Das ist eure Kommunion, meine Kinder, das ist eure besondere Gnade. Was ihr macht, ist von der Kirche genehmigt. Das will Gott von euch, das ist sein ganzer Wille. So teilt sich das Wort euch direkt mit. In der Apokalypse wird euch gesagt: „Der Himmel öffnete sich und ich sah nun das Wort Gottes; seine Kleider strahlten wie die Sonne“ (vgl. Offb 19,11-13). Unser Herr teilt sich euch nicht in dieser Erscheinung mit, es ist dennoch er wie in der Apokalypse des heiligen Johannes. Selbst wenn er persönlich käme, würde er nichts anderes von euch verlangen als das Direktorium von euch verlangt.

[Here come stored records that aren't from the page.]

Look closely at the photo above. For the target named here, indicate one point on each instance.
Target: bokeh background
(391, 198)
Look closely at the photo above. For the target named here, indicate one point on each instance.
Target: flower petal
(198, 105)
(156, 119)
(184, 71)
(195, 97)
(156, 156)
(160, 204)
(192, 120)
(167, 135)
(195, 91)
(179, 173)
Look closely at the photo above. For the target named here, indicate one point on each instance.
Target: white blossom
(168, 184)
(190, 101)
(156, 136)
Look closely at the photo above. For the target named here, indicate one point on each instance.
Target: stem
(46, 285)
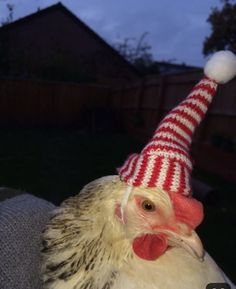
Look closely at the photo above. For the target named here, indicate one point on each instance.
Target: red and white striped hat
(165, 162)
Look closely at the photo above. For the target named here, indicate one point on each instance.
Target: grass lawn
(55, 164)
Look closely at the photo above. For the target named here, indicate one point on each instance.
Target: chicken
(86, 244)
(136, 230)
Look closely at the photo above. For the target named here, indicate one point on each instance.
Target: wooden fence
(138, 106)
(36, 103)
(142, 105)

Meine Kinder, ich drücke da nicht nur einen frommen Gedanken aus. Die Grundlage eures Lebens, eures Seins muss die ständige Verbindung mit dem Wort Gottes sein. Die heiligen Kirchenväter sagten früher, dass man beim Lesen des heiligen Evangeliums nicht das kleinste Wort auslassen darf, denn man würde sich schuldig machen, wie es der Priester wäre, wenn er ein Teilchen der Hostie fallen ließe. Ebenso dürft ihr von eurem Direktorium nichts vernachlässigen, denn es ist auch für euch das Wort Gottes.

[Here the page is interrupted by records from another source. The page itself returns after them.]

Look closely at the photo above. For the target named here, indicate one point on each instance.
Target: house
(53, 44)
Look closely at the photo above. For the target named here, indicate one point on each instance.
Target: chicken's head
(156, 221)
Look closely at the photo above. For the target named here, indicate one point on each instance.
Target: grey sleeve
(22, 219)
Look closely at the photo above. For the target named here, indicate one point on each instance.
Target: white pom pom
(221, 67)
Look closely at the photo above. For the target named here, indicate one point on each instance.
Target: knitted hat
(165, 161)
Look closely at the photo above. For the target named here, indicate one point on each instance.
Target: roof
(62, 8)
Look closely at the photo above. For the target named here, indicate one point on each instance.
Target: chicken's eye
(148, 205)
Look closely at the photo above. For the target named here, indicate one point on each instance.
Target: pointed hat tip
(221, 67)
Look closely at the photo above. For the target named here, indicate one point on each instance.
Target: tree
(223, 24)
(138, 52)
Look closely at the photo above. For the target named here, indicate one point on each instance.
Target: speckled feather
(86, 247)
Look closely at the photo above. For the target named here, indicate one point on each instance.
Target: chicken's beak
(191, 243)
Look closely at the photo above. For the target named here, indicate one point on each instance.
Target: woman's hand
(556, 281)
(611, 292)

Das ist euer Geist, meine Kinder. Ihr seid in diesen letzten Zeiten geschaffen, um das Priestertum in dem zu ersetzen, was es nicht machen kann. Ihr habt ähnliche Arbeiten, ihr predigt auf eure Art, euer Amt nähert sich dem des Priesters. Ihr kommuniziert nicht so oft, so unmittelbar, denn beim Heiligen Opfer sind der Priester und unser Herr derselbe, aber ihr habt eine Ähnlichkeit, da ihr ständig mit dem Wort, mit dem Willen Gottes in Verbindung tretet.

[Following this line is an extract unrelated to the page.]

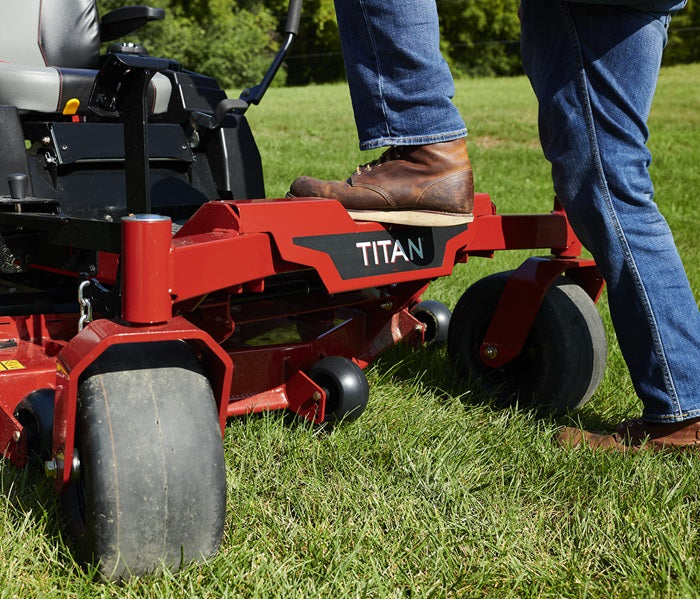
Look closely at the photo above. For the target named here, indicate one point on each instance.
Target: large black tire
(152, 482)
(345, 385)
(562, 361)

Merkt euch das gut, meine Kinder, es ist euer Los, das werdet ihr bekommen, wenn ihr euere Exerzitien gut macht. Es ist der Gedanke von Monsignore Mermillod, dass ihr die Hilfskräfte des Klerus seid, und dass ihr dieselbe Stütze habt wie er. Was unterstützt den Priester? Der Altar, die Eucharistie. Euch, meine Kinder, schenkt sich der Heiland, er bietet sich euch nicht nur in der Gestalt von Brot und Wein an, sondern in der Form des Direktoriums.
Und nachdem ihr in diesem Leben so kommuniziert habt, werdet ihr an der kommunion der unauslöschlichen Wonnen teilhaben, an der Kommunion des großen Tages der Ewigkeit, der in alle Ewigkeit dauern wird. Amen.